Thursday, June 07, 2007

The real cause of African poverty

The Ayn Rand Institute has an excellent press release describing the true moral status of the claims of those who want the G8 to bail out Africa's poverty. Africa is not poor because we made it so.
It says:
"Africa is poor because it is rife with bloody tribalism and superstition--ideas that in the Dark Ages kept the Western world as poor, if not poorer, than today's Africa. If aid advocates were genuinely concerned with helping Africans, they would campaign for political and economic freedom, for individualism, reason and capitalism, for the ideas necessary to achieve prosperity."
Indeed, but what happens when Tony Blair meets Thabo Mbeke, a practitioner of superstition and backer (by deed if not word) of the murdering destructive Robert Mugabe? He says very little. South Africa is slowly but surely sliding down the path that destroyed Zimbabwe and did little for the rest of Africa. Talk of promoting property rights, individual freedom and rights is seen as "culturally inappropriate", when it is fundamental to human development, growth and prosperity.
Reason will save Africa, superstition, ethnic squabbling and corrupt kleptocracies will continue to milk Western aid for the benefit of few, whilst the majority scratch out a living.
Similarly, removing barriers to free trade to and from Africa (which means the West opening up and Africa opening up) will greatly reduce costs of doing business in Africa and open markets to African goods and services.
Most of those who say they care for Africa only demand money, money and more money, ignoring the families of African politicians who jet into Heathrow to go shopping at Harrods, staying in 5 star hotels. Wiping debt, only for new debt to be borrowed. Why not? It will be wiped again. As the Ayn Rand Institute points out:
"advocates barrage wealthy nations with reproaches and accusations of stinginess. Such abuse is necessary to induce the unearned guilt which impels Western leaders to do penance by sacrificing billions more in aid."
There is nothing wrong with private aid, donations through voluntary agencies who do genuine benevolent good work in such things as disease prevention, installing wells, education programmes and the like - directly helping those in need. However, the agenda that should be pursued should be primarily:
- Liberalise trade. The West can open up markets and stop subsiding exports into other markets that African countries cannot compete with;
- Isolate brutal regimes.

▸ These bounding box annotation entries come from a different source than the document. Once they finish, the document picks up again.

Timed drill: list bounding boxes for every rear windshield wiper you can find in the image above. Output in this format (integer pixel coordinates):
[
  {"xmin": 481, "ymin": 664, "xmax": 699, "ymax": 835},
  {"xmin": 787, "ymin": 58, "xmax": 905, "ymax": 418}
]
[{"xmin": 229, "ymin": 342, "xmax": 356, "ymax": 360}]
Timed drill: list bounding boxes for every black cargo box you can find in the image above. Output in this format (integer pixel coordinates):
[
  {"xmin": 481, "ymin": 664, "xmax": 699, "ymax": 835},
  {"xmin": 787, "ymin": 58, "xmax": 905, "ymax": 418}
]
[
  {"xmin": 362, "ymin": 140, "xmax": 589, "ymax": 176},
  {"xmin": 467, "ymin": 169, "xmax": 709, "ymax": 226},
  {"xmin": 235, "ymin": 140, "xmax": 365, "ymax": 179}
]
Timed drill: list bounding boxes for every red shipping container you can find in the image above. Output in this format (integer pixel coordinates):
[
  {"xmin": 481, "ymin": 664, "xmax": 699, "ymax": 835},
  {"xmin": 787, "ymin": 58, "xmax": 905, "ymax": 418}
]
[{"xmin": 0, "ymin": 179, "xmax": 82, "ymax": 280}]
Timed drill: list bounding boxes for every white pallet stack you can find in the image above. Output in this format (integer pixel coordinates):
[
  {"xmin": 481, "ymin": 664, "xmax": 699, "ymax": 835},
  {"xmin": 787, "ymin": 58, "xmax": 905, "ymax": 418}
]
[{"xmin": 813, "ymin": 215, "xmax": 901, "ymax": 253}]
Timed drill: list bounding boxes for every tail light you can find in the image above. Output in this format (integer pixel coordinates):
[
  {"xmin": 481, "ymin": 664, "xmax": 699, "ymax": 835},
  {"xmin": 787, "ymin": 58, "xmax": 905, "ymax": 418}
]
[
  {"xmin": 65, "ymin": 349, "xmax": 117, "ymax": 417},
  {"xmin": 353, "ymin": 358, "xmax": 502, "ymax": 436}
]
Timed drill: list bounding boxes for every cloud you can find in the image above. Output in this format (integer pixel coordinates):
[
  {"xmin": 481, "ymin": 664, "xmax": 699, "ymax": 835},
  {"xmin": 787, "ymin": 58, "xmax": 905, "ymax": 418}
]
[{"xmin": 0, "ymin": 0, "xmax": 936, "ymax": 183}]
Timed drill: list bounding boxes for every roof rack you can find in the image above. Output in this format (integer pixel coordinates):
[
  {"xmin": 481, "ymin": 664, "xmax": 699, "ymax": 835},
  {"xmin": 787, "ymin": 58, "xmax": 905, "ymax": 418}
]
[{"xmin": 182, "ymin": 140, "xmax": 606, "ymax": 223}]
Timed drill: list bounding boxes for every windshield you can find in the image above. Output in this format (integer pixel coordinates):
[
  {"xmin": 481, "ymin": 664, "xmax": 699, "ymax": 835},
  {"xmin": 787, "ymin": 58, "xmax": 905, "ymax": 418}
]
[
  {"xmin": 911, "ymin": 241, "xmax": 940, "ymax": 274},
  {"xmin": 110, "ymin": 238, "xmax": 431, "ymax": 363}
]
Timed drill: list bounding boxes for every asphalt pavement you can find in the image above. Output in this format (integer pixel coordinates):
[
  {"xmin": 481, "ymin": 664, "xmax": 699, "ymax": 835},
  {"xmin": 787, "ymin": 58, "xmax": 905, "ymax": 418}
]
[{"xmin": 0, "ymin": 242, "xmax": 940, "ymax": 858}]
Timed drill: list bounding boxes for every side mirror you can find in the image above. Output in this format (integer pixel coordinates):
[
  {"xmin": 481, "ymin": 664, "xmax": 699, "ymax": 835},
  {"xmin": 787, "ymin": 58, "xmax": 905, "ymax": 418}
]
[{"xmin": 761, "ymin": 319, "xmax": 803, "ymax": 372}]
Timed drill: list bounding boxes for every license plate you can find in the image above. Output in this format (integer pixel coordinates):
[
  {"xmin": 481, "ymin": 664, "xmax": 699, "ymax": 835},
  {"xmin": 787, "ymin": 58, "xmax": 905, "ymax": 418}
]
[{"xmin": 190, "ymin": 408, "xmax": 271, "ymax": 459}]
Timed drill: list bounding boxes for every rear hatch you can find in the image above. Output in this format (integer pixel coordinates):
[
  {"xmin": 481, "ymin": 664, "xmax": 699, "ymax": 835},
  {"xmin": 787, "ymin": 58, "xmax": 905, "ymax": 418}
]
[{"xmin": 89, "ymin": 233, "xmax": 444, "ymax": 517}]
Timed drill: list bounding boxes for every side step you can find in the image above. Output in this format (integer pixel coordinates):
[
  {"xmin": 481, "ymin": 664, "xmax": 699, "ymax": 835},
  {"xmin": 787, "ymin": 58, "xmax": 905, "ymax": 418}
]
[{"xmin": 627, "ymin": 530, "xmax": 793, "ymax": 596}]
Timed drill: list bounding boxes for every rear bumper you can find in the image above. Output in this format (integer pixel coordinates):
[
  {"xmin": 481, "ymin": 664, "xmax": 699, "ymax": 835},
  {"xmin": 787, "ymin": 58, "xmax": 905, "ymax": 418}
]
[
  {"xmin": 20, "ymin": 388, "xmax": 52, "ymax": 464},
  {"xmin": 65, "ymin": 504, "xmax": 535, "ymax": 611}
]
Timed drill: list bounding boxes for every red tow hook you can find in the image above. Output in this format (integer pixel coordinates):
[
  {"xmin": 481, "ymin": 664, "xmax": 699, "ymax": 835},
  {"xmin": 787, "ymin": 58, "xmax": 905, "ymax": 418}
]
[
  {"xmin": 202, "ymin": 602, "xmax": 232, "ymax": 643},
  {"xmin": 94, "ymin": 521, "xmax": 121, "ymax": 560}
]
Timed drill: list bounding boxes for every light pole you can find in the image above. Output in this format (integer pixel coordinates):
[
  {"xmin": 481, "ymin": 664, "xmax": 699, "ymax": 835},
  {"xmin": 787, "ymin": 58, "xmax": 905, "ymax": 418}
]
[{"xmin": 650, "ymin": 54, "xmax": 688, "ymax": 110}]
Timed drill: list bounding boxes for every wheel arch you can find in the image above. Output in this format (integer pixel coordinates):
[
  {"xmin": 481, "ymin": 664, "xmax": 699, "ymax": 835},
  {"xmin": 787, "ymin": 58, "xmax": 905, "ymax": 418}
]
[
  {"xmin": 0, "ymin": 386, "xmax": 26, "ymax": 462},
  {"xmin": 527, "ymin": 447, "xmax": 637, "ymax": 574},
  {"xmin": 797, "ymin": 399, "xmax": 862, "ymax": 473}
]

Don't supply intergovernmental aid to those that do not reform, treat them with contempt and starve them of aid, debt and arms, so they can no longer persecute their people or live the high life off of them;
- Promote friendly relations with those who do work towards less corruption, transparent and independent judicial systems, enforcement of property rights and the advancement of reason.


Hans Versluys said...

Not that there is any tribalism or superstition in the west holding us back becoming a rational, secular, prosperous society

duckenvy said...

Why don't we have free trade, stop supporting brutal and corrupt regimes, and give more goverment and private aid?

Unknown said...

Ok. Firstly let me say that Mbeki is a great leader but he has some flaws and not having a back bone to stand against an "a$$hole" like Mugabe is one of them...

I do however believe that South Africa is in no position to help out other countries and I'll tell you why.

1. Unstable economy... You'll see this by the fluctuations in both our rand and interest rates
2. Crime rate that's higher that any other country in Africa
3. 40% unemployent rate is rediculous.

Until we sort out our own intenal issues, we cannot sort out anybody elses.

That's my view point.


Libertyscott said...

Uroskin, quite right of course. However, it largely doesn't result in armed conflict. It is a matter of degree.

Duckenvy - giving more government aid, in many cases, is a transfer from middle classes in rich countries to the rich in poor countries.

Wizardman - Indeed a lot needs fixing in South Africa, but it wouldn't take much to shut down the border with Zimbabwe and impose sanctions. It would bring it down.

sustento said...

Let's not forget the exploitation of those tribal divisions by western nations stripping the place of resources. How many corrupt dictators have been tolerated, nay encouraged, by the west in order to keep the oil and minerals flowing? As long as the dictator was "our man" in wherever.

The West may now be pushing for democracy and institutional reform and civil society blah blah but to say Africa is responsible is really nonsense.

And democracy cannot be parachuted in anywhere, it must be grown over time. Forget aid? Sure but scrap the debt first and help them build the institutions they need instead of paying the top brass off for mining contracts.

Libertyscott said...

Sustento, yes there was some of that for sure, but the Soviet bloc and China did the very same. Part of the Cold War nastiness.

However, most of sub Saharan Africa did fall under the rubric of the USSR and China, and followed Marxist prescriptions (the major exception being Cote D'Ivoire). Much the same happened in Asia and Latin America, but the former is vibrant, and the latter is making progress by and large.

Why scrap the debt? That rewards the worst performers, but institution building needs to be tied to easing repayments.

Anonymous said...

I wish Bono (the people's moaner) and Bob (I know about poverty because I've been dining out on one song for 20 years) Geldof would read this and shut the f*ck up.